This post is a start of a new topic on NoSQL/Big Data
Today I will give some tricks I found out with Apache Cassandra during my work on Tatami and point out some gotchas to avoid.
Those who are not familiar with the Cassandra data model, you can have a look there:
- http://www.slideshare.net/ebenhewitt/cassandra-datamodel-4985524
- http://www.datastax.com/docs/0.8/ddl/index
I Tricks
First we start with good things, the tricks that will help you be more efficient with Cassandra
A Simple text-based searching
The first disappointment when people discover Cassandra is the lack of support for searching. We are so used to the SQL “like %xxx%” syntax that we take it for granted.
With Cassandra, they is no such syntax for text search. So are we done ?
Of course not. There is a small trick that rely on the clever use of the column sort provided natively by Cassandra.
Since we know that all columns are sorted by their type (string, number, date, UUID …) we can take avantage of this sorting for text search.
Let’s suppose we have a list of user logins and we put them in a wide row as string-ordered column name:
- jduboi
- jdubois
- jduboiseaux
- jduboisier
- jduboit
- jduboita
- xxx
Naturally, Cassandra will use lexicographic ordering for these column names.
Now we want to search for all logins starting with “jdubois”. With a quick SliceQuery, setting start = “jdubois“, end = “”, we will get:
- jdubois
- jduboiseaux
- jduboisier
- jduboit
- jduboita
- xxx
That’s not exactly what we want. Indeed Cassandra filters out the first login (“jduboi“) because it is sorted lexicograpically before the start limit “jdubois“.Since the end limit was set to empty string, Cassandra will take all entries following the first exact match (if there is a match). If there is no exact match, Cassandra still takes all logins that follow lexicograpically the start limit.
If we have set start = “jduboisa“, end = “”, we would have got:
- jduboiseaux : because it is the first login that follow “jduboisa” in lexicographic order
- jduboisier
- jduboit
- jduboita
- xxx
Now if we want to implement the “start with jdubois” search semantic, we need find the way to make Cassandra stop scanning if there is no partial match. The trick is to set the end limit as the start limit, with the last letter being advanced one notch.

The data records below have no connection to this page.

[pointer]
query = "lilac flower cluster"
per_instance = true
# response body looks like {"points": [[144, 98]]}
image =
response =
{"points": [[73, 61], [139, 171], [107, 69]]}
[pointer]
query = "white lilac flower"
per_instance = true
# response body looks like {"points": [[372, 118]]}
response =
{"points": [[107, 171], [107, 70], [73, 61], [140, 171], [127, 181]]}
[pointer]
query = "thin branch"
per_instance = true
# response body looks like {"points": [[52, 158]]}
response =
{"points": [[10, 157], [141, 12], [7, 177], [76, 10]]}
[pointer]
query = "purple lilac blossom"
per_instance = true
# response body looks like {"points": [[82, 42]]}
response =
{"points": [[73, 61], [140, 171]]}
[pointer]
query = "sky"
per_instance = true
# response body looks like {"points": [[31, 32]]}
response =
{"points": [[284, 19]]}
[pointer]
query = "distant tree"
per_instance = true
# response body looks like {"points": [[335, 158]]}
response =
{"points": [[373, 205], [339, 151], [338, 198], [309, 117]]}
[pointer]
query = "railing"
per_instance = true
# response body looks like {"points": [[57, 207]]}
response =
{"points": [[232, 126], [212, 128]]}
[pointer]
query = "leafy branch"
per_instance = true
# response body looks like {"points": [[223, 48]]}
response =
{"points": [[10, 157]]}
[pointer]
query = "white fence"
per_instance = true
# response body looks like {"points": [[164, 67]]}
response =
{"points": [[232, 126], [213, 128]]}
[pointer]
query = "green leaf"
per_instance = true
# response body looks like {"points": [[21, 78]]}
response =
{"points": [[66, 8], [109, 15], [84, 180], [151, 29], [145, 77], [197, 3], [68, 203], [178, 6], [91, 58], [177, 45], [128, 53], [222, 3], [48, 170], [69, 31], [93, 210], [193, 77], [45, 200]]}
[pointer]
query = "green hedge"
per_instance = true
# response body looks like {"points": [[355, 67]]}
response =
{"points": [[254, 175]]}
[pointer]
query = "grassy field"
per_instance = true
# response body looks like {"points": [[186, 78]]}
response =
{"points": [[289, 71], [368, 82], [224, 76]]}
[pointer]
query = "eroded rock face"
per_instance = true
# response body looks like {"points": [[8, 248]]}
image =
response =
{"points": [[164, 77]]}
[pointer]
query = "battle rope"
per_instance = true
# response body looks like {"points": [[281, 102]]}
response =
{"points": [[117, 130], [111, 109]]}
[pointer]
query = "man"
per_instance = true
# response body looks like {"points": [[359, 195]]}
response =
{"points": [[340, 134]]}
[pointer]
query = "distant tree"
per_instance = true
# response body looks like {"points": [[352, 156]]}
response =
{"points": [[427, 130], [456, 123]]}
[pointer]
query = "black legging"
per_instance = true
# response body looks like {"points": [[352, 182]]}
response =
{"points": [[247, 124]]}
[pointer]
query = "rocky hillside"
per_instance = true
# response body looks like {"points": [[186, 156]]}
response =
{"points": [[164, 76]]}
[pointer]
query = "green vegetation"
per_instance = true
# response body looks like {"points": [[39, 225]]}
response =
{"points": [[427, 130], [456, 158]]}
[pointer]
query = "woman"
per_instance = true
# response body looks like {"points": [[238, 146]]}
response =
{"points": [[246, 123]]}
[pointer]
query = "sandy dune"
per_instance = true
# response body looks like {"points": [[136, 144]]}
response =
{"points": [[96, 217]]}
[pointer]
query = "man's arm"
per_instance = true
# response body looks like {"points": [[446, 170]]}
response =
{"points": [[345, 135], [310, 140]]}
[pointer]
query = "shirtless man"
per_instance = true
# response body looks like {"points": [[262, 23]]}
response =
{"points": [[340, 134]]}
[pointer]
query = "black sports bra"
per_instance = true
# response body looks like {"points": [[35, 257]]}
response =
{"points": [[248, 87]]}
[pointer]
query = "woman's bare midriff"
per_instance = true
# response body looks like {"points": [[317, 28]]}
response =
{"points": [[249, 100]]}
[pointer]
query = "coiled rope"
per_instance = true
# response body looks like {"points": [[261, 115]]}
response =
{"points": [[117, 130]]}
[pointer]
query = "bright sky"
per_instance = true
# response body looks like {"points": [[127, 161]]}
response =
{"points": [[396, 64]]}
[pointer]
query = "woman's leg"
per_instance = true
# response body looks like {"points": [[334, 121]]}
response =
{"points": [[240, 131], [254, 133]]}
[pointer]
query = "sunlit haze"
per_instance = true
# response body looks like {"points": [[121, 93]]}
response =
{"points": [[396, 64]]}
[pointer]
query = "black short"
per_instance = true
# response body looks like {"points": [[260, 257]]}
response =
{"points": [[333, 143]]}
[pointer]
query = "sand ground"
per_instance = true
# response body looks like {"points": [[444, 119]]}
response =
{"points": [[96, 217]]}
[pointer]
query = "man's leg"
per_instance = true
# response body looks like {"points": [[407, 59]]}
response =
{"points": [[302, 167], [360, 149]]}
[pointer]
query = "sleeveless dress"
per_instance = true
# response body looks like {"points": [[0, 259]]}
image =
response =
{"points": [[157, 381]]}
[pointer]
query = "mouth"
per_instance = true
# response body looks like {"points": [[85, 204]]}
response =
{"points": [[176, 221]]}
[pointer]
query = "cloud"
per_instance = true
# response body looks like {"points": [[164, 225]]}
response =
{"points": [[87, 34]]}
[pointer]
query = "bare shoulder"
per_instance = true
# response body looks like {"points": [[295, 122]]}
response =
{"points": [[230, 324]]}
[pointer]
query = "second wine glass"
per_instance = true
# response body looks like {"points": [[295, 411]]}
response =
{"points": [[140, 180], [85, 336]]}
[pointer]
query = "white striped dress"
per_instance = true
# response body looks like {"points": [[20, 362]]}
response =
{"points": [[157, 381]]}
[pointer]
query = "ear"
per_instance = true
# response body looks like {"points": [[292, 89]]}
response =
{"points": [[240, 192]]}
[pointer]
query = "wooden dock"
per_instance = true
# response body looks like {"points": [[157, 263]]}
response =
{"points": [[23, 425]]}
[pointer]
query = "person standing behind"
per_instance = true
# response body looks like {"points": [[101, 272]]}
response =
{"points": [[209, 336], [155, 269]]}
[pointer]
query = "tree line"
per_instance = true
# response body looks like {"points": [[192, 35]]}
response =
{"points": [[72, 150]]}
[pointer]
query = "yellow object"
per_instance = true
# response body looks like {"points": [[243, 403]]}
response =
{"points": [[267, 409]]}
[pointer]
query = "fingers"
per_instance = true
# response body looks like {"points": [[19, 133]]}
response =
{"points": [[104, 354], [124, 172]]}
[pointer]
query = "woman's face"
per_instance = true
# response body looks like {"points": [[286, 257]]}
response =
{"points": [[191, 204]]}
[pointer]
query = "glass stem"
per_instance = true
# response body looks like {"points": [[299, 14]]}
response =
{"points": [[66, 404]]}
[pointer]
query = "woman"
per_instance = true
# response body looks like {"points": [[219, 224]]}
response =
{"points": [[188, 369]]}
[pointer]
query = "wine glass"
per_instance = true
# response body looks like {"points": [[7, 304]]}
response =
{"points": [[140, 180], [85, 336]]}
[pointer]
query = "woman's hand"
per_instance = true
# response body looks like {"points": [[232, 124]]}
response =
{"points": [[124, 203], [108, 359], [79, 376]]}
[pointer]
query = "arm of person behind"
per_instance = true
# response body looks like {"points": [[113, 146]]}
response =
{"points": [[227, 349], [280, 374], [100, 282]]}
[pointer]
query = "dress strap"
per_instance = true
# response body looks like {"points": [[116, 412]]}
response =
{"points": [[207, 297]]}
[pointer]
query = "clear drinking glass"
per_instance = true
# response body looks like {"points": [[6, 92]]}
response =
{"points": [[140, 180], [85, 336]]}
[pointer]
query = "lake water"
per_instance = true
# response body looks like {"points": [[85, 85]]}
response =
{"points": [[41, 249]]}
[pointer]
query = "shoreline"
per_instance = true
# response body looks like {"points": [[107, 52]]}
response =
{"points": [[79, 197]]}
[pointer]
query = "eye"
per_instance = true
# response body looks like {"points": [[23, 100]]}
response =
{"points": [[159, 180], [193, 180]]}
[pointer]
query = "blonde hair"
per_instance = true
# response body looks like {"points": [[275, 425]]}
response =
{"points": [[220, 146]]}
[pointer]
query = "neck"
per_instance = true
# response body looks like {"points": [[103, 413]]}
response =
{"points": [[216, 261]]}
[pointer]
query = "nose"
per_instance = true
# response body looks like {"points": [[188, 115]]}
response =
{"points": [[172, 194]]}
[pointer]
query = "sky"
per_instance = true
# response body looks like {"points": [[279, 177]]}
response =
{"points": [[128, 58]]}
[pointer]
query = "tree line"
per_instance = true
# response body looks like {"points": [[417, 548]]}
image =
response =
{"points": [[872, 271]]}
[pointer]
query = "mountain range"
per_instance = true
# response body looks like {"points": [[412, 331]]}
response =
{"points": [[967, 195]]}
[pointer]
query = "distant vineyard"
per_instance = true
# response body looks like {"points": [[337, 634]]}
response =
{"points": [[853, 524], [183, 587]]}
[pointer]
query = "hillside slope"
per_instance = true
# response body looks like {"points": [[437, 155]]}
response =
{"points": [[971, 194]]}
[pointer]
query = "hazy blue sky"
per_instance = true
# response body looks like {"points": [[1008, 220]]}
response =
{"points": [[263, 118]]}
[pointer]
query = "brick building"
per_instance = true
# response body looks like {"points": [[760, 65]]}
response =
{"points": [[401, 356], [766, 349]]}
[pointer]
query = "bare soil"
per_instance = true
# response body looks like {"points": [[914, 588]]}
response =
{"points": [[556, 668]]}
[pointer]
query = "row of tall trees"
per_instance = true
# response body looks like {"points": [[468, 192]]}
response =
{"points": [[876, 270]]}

For start = “jdubois“, end = “jduboit”, we will get:
- jdubois
- jduboiseaux
- jduboisier
- jduboit : to be filterd out
This time, the “contains” sematic is respected. Of course we need to get rid of the last entry “jduboit” because it does not match our input. Cassandra selected it because all the SliceQuery range limits are included in the search by default (it’s not possible to exclude the limit bounds currently).
This technique only address the requirement for “startWith” search semantic. For “endWith” semantic, you can reverse all logins and proceed similarly.
For “contains” search semantic I did not find so far any solution apart from in-memory filtering… But honestly if you have complex search requirements it’d be better to look at dedicated solutions like ElasticSearch.
B Lexicographic TimeUUID ordering
Cassandra provides, among all the primitive types, support for UUID values of type 1 (time and server based) and type 4 (random).
The primary use of UUID (Unique Universal IDentifier) is to obtain a really unique identifier in a potentially distributed environment.
One naive idea when working with unique identifier is to rely on System.currentTimeMillis(). It should work fine for most “basic” applications but for the use case of Big Data where we need to deal with thousands or millions of objects per second, it is clearly not sufficient. In one millisecond your server may create more than one message. System.currentTimeMillis() is not fine-grain enough to guarantee unicity.
The JDK also provides System.nanoTime() but the Javadocs clearly state that it should be used only to compute duration, not as a time reference.
So we end up with the good old UUID.
Cassandra does support version 1 UUID. It gives you an unique identifier by combining the computer’s MAC address and the number of 100-nanosecond intervals since the beginning of the Gregorian calendar.
As you can see the precision is only 100 nanoseconds, but fortunately it is mixed with a clock sequence to add randomness. Furthermore the MAC address is also used to compute the UUID so it’s very unlikely that you face collision on one cluster of machine, unless you need to process a really really huge volume of data (don’t forget, not everyone is Twitter or Facebook).
One of the most relevant use case for UUID, and espcecially TimeUUID, is to use it as column key. Since Cassandra column keys are sorted, we can take advantage of this feature to have a natural ordering for our column families.
The problem with the default com.eaio.uuid.UUID provided by the Hector client is that it’s not easy to work with. As an ID you may need to bring this value from the server up to the view layer, and that’s the gotcha.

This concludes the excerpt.